4. Reduce or Eliminate Unnecessary/Repetitive Work
A smaller database may tolerate unnecessary repetition in its maintenance work without compromising availability. In a VLDB, repetition becomes expensive and often a key hindrance to successfully meeting your availability requirements.
Examine expensive tight loops in maintenance jobs, and move as much work out of the inner loop as possible. Database maintenance operations often consist of collections or hierarchies of loops of work. For instance, it is common to loop through databases, tables, and then indexes to update statistics and perform index rebuild. The assumption is that these objects can be treated uniformly—an assumption whose validity must be explicitly examined in a VLDB context.
Explore opportunities to reduce repetitions caused by job failure and restart.

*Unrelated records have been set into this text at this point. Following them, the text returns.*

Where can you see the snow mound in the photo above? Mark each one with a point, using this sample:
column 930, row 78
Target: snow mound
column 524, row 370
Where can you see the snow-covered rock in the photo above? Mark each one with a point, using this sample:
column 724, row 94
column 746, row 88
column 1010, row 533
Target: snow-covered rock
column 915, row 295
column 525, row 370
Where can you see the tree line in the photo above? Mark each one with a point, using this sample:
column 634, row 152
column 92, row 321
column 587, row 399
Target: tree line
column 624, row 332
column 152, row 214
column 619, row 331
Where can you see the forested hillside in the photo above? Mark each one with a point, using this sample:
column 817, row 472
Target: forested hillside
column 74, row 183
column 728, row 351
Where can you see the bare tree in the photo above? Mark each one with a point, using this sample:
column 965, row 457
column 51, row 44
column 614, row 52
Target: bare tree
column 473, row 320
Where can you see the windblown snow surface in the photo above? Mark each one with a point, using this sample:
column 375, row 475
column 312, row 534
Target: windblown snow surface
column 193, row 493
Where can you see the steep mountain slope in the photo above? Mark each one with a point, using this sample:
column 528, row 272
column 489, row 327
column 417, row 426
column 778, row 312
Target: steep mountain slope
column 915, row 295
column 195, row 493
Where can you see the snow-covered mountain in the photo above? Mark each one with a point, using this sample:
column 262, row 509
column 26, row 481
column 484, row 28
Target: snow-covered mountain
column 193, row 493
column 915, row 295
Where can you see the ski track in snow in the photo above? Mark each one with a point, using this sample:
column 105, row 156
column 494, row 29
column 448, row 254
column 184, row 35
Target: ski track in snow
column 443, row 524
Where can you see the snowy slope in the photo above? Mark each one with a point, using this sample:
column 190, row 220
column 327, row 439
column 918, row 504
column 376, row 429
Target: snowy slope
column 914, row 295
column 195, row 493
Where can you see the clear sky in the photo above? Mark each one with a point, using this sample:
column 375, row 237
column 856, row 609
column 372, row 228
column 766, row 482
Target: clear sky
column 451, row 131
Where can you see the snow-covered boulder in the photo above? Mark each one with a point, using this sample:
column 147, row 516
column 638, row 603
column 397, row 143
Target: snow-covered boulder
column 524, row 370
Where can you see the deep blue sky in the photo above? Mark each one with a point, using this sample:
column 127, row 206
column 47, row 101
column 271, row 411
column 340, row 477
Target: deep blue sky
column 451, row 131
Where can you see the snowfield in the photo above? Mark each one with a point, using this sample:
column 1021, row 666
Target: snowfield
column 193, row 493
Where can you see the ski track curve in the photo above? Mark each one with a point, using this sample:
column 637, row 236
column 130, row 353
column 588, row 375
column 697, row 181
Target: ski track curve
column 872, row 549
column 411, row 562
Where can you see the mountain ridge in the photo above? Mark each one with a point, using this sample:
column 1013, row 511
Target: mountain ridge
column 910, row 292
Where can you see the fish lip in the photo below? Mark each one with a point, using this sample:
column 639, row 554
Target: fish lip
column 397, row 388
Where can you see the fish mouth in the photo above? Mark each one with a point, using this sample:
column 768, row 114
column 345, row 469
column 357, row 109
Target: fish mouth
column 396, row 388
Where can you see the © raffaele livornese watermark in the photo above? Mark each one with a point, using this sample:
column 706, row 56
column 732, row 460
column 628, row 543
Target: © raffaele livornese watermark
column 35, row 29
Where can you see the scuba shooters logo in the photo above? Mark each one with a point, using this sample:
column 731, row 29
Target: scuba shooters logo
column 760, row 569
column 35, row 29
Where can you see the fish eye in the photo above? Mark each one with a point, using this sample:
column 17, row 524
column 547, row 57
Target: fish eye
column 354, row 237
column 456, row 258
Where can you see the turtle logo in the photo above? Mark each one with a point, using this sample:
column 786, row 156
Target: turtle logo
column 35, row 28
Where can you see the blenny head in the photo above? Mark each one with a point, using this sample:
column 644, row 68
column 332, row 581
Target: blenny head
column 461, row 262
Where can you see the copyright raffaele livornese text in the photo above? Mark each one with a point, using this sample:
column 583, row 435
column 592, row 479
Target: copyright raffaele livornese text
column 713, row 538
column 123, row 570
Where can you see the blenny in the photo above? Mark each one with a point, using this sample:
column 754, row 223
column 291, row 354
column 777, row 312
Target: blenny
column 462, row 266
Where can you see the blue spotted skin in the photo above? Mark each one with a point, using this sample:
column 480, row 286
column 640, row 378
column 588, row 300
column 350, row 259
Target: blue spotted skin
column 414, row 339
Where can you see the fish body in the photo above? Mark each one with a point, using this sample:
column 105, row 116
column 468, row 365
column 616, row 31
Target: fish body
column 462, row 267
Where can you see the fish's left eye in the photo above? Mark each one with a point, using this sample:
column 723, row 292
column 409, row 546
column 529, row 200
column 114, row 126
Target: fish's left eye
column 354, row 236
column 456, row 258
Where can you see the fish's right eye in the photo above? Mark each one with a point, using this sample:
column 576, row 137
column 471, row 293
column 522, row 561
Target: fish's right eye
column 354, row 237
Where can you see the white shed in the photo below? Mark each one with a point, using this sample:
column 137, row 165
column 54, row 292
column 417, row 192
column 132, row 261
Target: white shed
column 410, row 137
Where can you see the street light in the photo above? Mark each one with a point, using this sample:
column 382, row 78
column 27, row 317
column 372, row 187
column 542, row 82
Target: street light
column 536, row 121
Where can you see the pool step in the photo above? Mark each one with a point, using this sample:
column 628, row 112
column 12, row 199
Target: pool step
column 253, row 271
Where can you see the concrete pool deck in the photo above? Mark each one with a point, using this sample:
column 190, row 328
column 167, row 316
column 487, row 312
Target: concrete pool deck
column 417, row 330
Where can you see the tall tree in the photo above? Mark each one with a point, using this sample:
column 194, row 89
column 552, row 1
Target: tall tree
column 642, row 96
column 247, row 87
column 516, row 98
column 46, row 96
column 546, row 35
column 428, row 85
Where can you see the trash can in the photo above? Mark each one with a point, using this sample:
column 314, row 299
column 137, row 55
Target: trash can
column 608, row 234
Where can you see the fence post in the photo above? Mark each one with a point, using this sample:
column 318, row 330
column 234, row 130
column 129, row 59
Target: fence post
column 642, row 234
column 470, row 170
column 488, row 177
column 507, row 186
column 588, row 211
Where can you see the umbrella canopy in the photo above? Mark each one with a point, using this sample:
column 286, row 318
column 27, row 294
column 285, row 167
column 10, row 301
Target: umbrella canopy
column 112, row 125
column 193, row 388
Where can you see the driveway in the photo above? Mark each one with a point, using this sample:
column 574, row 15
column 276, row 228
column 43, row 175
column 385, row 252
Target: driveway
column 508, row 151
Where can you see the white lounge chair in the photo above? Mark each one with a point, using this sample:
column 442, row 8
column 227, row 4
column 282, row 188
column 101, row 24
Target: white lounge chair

It is common that when a database maintenance job fails and restarts, it may repeat bulk of the work that has already been completed prior to the failure, a waste you may not afford in a critical VLDB.
5. Separate Read-Only Data from Read-Write Data
Fortunately, a VLDB often contains a large amount of data that becomes read-only once it ages beyond a point. The maintenance requirements on the read-only data are inevitably less demanding than those on the read-write data. Effective VLDB management must exploit this characteristic.
Identify the complete lifecycle for each data entity. A data entity typically goes through several phases in its lifecycle. An example of such a lifecycle is as follows: Data creation -> Read-write phase -> Read-only phase -> Data purge.
Partition very large tables using table partitioning, identify the read-only partitions, and apply the maintenance operations on the read-only partitions only when necessary.
Purge data at the end of its lifecycle by dropping its table partition. Removing a table partition is a database meta-data operation and can be done instantaneously.
Move read-only data to a separate read-only database or multiple read-only databases. This must be weighed against likely increase in application complexity due to the need to route queries to multiple databases.
6. Pre-perform as Much Work as Possible
Examine each recovery scenario, and look for work that can be done before the recovery state. The goal is to keep to a minimum the amount of work that has to be done after an event of a disaster to recover a database.
Do not delay learning until the recovery time. That's right!
7. Prefer Resilience to Recovery
Being able to transparently recover from a failure is resilience. In other words, resilience can be viewed as automated recovery. Server clustering, automatic failover with synchronous log shipping or disk replication, and multiple load-balanced HBAs are examples of configurations that improve resilience.
8. Take Advantage of the SAN infrastructure
Consider SAN-based DBMS snapshot backups. SAN-based snapshot backups are capable of backing up very large databases in a matter of seconds to another set of disk volumes, making available the otherwise backup time for performing other maintenance operations.
Consider SAN clones, snapshots or BCVs for offloading maintenance operations. These SAN technologies require little time to create a copy of a very large database, which can then be used for offloading maintenance operations.